IN THE COURT OF CRIMINAL APPEALS

OF TEXAS




NO. 1889-00

 

LAWANDA LASHAE WOODS, Appellant


v.



THE STATE OF TEXAS




ON DISCRETIONARY REVIEW

FROM THE THIRTEENTH COURT OF APPEALS

JACKSON COUNTY


Womack, J., filed a concurring opinion.



I agree that the court of appeals should have dismissed this appeal, but for reasons different from those this court gives today.

The appellant pleaded guilty and was placed on deferred-adjudication probation, which did not exceed the plea-bargain recommendation of punishment. If she wanted to appeal the validity of her transfer from juvenile court to criminal court, she should have raised the question before she entered her plea, so that she could have appealed at that time. Because she did not, it is too late to raise the question by appeal. (I do not imply any view about her raising this issue by habeas corpus.)

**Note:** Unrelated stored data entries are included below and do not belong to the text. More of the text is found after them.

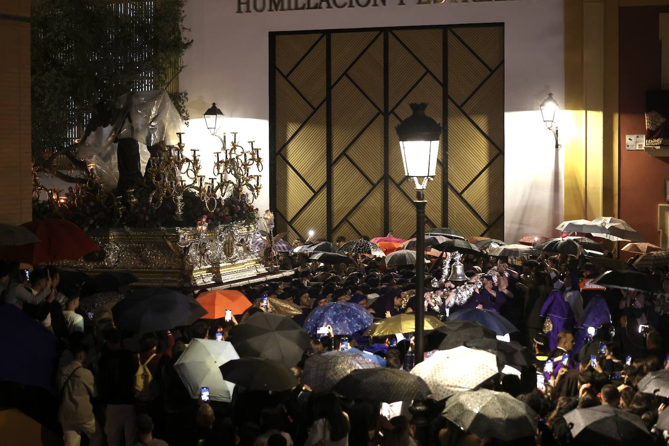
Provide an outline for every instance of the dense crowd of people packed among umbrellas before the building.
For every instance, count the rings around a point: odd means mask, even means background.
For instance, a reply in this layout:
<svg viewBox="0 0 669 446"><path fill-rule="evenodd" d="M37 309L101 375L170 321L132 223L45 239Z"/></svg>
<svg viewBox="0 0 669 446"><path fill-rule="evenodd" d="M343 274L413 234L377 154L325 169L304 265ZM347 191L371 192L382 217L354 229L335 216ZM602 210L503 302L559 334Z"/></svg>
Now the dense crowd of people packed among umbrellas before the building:
<svg viewBox="0 0 669 446"><path fill-rule="evenodd" d="M662 289L644 292L592 284L605 268L580 253L513 259L465 255L464 282L474 292L463 302L456 296L463 284L442 277L444 255L427 257L431 263L425 277L415 277L413 265L387 266L381 257L350 256L350 262L327 265L312 261L308 251L282 253L278 263L294 275L240 288L255 304L244 314L144 334L120 330L110 313L93 319L82 312L80 286L63 286L55 267L35 268L27 276L16 264L0 263L2 301L50 330L59 352L52 388L1 382L1 405L17 407L62 435L66 445L581 445L590 443L573 438L565 416L598 405L633 414L653 432L656 444L667 444L669 433L654 428L666 399L637 387L647 374L669 368L666 267L646 271ZM332 392L315 393L301 382L310 356L341 348L373 352L386 368L411 369L413 360L407 358L413 356L415 340L369 338L365 330L312 336L311 348L292 364L298 385L291 391L237 386L229 403L205 402L193 399L175 372L175 362L191 340L233 340L237 321L272 312L273 301L300 308L301 314L292 316L300 326L314 309L331 302L357 304L382 320L415 312L419 280L427 291L426 314L448 321L459 310L480 308L517 328L508 339L526 347L533 361L498 364L500 370L516 366L517 373L500 372L480 388L508 393L531 407L539 426L535 436L506 442L481 437L441 416L443 400L427 399L427 423L415 423L406 406L397 410ZM258 305L265 299L267 306ZM440 332L426 332L425 357L443 339Z"/></svg>

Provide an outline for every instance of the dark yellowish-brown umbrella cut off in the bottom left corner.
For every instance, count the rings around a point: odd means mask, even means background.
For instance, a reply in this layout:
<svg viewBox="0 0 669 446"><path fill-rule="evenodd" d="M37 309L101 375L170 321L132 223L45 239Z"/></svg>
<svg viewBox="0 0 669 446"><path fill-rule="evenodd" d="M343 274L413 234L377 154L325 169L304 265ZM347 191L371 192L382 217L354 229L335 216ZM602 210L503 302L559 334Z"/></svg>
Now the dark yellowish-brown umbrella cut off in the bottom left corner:
<svg viewBox="0 0 669 446"><path fill-rule="evenodd" d="M0 443L12 446L62 445L63 440L17 409L0 411Z"/></svg>

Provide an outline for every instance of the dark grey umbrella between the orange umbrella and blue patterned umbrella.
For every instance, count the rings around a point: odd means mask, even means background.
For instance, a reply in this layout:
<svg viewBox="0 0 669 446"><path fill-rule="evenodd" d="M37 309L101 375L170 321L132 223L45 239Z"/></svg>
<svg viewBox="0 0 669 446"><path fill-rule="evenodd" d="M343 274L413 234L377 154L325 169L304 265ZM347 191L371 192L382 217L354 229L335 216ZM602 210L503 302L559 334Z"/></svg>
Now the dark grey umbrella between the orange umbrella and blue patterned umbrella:
<svg viewBox="0 0 669 446"><path fill-rule="evenodd" d="M309 335L294 320L270 313L256 313L232 329L231 342L240 356L268 358L289 367L311 348Z"/></svg>

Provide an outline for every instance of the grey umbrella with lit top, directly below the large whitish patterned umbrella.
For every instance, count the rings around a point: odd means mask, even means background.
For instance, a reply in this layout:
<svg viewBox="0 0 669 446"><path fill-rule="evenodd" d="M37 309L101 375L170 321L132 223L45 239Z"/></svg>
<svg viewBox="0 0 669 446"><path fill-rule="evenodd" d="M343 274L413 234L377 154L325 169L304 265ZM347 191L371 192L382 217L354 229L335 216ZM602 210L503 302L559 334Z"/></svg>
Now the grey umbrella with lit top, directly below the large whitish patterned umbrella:
<svg viewBox="0 0 669 446"><path fill-rule="evenodd" d="M478 437L502 441L534 438L539 419L527 404L508 393L484 388L457 393L448 399L442 417Z"/></svg>

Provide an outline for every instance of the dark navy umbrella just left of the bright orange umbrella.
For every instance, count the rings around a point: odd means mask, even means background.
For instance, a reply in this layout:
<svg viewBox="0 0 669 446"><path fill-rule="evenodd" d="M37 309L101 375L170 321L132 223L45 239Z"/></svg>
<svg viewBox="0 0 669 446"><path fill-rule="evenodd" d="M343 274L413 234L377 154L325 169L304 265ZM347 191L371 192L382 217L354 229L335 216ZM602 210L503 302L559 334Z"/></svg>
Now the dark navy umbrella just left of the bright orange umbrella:
<svg viewBox="0 0 669 446"><path fill-rule="evenodd" d="M191 315L188 296L167 288L138 290L112 308L118 328L134 333L170 330Z"/></svg>

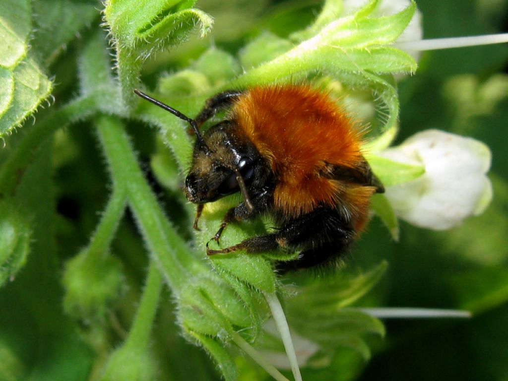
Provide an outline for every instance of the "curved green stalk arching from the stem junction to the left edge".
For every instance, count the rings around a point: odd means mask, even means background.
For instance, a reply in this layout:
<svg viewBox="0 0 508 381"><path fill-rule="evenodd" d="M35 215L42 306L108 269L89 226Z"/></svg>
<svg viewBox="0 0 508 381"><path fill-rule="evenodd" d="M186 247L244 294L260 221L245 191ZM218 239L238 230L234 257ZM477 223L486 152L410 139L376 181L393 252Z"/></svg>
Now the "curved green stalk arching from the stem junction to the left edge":
<svg viewBox="0 0 508 381"><path fill-rule="evenodd" d="M0 168L0 195L15 193L20 177L42 142L58 129L93 114L95 106L93 97L78 98L29 129Z"/></svg>

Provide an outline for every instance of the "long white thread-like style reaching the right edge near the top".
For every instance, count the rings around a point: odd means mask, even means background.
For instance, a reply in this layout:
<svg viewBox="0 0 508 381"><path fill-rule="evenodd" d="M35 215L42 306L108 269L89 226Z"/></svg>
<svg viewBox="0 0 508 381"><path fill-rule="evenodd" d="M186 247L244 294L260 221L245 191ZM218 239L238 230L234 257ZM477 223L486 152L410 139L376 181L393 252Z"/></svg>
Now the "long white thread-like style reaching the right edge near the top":
<svg viewBox="0 0 508 381"><path fill-rule="evenodd" d="M451 37L432 40L400 41L393 44L396 48L408 50L437 50L462 48L465 46L502 44L508 42L508 33L499 35L469 36L469 37Z"/></svg>

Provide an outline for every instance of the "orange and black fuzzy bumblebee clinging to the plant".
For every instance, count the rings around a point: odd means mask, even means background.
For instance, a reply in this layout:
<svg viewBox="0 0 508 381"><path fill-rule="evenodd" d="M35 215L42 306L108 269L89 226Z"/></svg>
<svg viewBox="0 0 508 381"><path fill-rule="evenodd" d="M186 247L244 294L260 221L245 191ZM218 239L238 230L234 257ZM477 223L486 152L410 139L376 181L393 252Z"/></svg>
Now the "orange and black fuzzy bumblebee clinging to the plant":
<svg viewBox="0 0 508 381"><path fill-rule="evenodd" d="M334 263L363 230L373 194L383 193L361 152L363 133L328 94L308 85L256 86L210 98L195 119L135 90L140 97L186 120L196 134L188 201L198 204L194 227L206 203L241 192L212 238L228 224L261 213L276 228L207 254L285 248L295 260L278 262L280 272ZM223 121L201 134L218 111Z"/></svg>

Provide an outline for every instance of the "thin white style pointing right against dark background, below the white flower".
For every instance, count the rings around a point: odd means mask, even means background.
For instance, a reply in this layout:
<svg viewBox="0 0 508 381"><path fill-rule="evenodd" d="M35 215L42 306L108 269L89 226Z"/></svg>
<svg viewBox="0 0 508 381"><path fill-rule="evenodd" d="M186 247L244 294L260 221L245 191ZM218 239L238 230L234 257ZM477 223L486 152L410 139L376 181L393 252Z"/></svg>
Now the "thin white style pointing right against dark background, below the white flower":
<svg viewBox="0 0 508 381"><path fill-rule="evenodd" d="M471 312L457 309L433 309L433 308L359 308L371 316L379 319L429 319L440 317L467 318Z"/></svg>

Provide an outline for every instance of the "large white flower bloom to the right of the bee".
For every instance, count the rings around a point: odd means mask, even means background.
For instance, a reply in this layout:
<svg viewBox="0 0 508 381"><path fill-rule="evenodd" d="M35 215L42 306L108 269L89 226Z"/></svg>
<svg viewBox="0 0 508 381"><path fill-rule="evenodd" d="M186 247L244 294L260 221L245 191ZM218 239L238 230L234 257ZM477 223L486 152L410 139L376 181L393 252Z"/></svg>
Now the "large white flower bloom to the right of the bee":
<svg viewBox="0 0 508 381"><path fill-rule="evenodd" d="M395 213L412 225L450 229L482 213L492 199L486 176L491 153L472 138L427 130L380 155L425 167L425 174L416 180L386 189Z"/></svg>

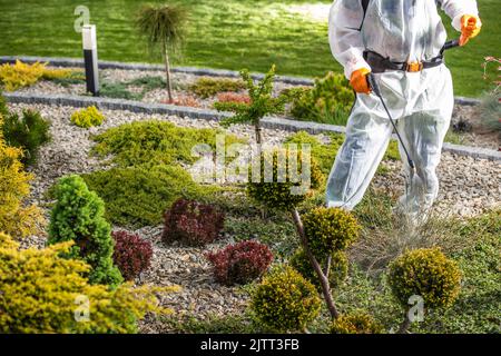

Today the Court says that the requirement of Rule of Appellate Procedure 25.2(b)(3) still applies to the appellant in an appeal from the revocation of her probation, adjudication of guilt, and sentence to fifty years in prison because "this is a plea bargain case." (1) Her being placed on probation was plea-bargained; the revocation and fifty-year sentence was not. I have elsewhere expressed my view that Rule 25.2(b)(3) should not apply to such an appeal. (2) I am still of that view.

I therefore, respectfully, join the judgment of the Court but not its opinion.



En banc.

Delivered February 20, 2002.

Publish.

1. See ante at 1.

2. See Vidaurri v. State, 49 S.W.3d 880, 887 (Tex. Cr. App. 2001) (concurring opinion).